Bobazon vit avec étonnement des canons de mousquets apparaître sous les melons…

Ces deux faits majeurs lui étaient revenus à l’esprit, dans son embarras, et il les avait lancés au hasard, selon le système des rustres de tous les pays, qui croient avoir bataille gagnée quand on n’a pu les réduire au silence.

Bobazon n’avait donc point tout à fait parlé à l’aventure, mais il n’avait aucune raison pour penser que ses paroles décousues produiraient un si grand effet sur les alguazils. Son succès inespéré le laissa littéralement abasourdi. Il se gratta le front à deux mains et récapitula de son mieux les quelques paroles échangées pour y chercher le mot de cette nouvelle énigme.

– Un mort volé à la potence, murmura-t-il, c’est moi qui ai dit cela… Eux, ils ont parlé de deux cents livres de poudre à canon… Des mousquets… c’est moi… Saint patron ! il y a anguille sous roche… Et à quel jour sommes-nous de la lune ? Le diable s’y perdrait !

Pepino et Migaja, les affamés, broutaient déjà l’herbe poudreuse qui essayait de croître le long des murs.

– Que dites-vous de ceci, vous autres ? continua Bobazon en s’adressant à eux ; – vous n’en dites rien ? Et que vous importe ! Ces brutes sont heureuses… moi j’ai ma charge de secrets d’État auxquels je ne comprends rien… Damné pays, où l’on marche dans les mystères jusqu’à la cheville ! Allons, Pepino, fainéant !… En route, paresseux de Migaja !

Comme il reprenait sa marche, il entendit un bruit de voix et d’éclats de rire dans le jardin de la maison de Pilate, dont les beaux ombrages s’étendaient à gauche de la ruelle.
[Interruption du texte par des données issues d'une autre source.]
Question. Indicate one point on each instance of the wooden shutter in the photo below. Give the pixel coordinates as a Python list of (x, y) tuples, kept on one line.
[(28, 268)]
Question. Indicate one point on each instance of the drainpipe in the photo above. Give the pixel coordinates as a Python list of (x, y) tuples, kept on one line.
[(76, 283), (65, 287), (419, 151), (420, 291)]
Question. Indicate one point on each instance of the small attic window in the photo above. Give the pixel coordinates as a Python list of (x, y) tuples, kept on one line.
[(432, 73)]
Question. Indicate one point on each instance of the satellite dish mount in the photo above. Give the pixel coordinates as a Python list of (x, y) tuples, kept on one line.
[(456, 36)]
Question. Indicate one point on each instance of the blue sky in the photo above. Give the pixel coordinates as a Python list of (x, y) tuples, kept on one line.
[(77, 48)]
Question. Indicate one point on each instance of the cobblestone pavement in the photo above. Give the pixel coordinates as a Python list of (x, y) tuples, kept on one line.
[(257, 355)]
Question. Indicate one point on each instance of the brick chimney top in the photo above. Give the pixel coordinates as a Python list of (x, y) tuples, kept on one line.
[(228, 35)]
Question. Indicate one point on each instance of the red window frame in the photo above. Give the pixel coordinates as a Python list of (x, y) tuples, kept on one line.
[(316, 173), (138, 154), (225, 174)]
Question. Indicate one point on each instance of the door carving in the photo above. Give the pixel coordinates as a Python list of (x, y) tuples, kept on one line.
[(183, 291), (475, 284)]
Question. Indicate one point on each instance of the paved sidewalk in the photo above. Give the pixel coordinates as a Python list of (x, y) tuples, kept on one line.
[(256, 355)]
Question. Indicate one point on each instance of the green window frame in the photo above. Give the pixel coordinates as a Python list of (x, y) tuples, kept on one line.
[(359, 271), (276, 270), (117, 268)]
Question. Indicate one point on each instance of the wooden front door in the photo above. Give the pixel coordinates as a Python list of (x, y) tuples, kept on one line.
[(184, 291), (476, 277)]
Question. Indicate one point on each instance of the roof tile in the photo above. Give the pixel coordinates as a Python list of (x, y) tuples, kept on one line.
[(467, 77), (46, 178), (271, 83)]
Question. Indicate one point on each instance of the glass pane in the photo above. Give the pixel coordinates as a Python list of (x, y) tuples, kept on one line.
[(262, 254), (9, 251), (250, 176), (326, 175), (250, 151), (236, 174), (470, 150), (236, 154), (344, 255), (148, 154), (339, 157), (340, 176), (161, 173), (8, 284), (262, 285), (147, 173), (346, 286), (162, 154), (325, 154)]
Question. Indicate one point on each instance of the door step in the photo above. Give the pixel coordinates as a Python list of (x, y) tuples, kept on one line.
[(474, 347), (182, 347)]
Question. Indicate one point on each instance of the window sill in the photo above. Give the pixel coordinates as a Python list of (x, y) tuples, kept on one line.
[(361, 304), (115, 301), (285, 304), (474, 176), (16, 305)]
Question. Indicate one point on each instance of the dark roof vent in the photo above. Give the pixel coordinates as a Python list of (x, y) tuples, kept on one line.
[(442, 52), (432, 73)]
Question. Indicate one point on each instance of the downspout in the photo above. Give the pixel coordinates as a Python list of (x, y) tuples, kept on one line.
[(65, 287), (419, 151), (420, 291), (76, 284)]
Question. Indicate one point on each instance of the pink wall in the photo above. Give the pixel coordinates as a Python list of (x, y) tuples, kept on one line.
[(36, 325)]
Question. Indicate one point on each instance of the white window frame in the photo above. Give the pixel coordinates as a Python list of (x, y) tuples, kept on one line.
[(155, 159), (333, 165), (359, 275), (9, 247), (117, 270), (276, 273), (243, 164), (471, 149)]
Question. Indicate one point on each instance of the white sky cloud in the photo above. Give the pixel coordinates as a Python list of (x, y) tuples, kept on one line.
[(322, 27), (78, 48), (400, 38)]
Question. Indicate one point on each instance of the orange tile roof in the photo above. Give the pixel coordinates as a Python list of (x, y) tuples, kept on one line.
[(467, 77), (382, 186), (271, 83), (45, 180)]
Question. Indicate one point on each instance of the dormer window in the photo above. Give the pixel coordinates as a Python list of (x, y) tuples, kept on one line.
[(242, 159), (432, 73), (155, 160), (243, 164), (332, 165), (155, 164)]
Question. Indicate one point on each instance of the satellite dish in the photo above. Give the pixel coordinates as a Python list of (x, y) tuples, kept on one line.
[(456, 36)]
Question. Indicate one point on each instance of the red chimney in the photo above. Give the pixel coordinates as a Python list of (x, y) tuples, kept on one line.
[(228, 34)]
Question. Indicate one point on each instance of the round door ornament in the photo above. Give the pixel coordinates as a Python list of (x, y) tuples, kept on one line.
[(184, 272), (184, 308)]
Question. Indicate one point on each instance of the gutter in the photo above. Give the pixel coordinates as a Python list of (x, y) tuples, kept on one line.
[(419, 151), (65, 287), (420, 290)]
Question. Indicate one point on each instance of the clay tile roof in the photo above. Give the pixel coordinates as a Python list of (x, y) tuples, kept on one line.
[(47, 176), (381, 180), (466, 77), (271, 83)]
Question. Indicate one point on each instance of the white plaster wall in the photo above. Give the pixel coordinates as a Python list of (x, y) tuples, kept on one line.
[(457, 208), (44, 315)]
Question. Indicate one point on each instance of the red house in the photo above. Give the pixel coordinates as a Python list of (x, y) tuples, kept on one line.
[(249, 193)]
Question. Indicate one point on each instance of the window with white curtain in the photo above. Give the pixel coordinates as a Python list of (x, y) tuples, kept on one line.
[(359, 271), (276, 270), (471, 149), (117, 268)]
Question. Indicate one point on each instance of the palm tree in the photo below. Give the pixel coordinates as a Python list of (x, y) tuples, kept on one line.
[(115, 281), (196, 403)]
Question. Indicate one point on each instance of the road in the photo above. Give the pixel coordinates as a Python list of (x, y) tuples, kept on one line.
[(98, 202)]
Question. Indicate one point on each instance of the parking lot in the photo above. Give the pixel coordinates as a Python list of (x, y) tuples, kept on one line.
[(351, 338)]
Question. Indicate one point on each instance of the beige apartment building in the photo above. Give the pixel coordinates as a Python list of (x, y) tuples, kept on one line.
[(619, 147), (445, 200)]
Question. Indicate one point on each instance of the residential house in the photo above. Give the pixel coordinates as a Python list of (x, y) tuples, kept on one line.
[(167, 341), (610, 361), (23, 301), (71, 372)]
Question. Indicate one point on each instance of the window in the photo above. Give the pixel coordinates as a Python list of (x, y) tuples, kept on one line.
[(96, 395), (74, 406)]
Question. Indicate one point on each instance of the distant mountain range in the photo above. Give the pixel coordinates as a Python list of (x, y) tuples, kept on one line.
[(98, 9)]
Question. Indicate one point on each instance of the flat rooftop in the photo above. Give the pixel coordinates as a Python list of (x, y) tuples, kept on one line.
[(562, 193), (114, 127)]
Le mur finissait à quelques pas de là et se remplaçait par une grille qui donnait point de vue sur les ruines de la Cartaja, ancien couvent de la règle de saint Bruno, au-dessus duquel à l’horizon nuageux, se dessinaient vaguement les cimes pourprées de la Sierra-Morena.

Bobazon jeta son regard curieux entre les deux premiers barreaux de la grille. Il vit un jeune homme très pâle et portant le bras en écharpe, qui causait avec une fillette.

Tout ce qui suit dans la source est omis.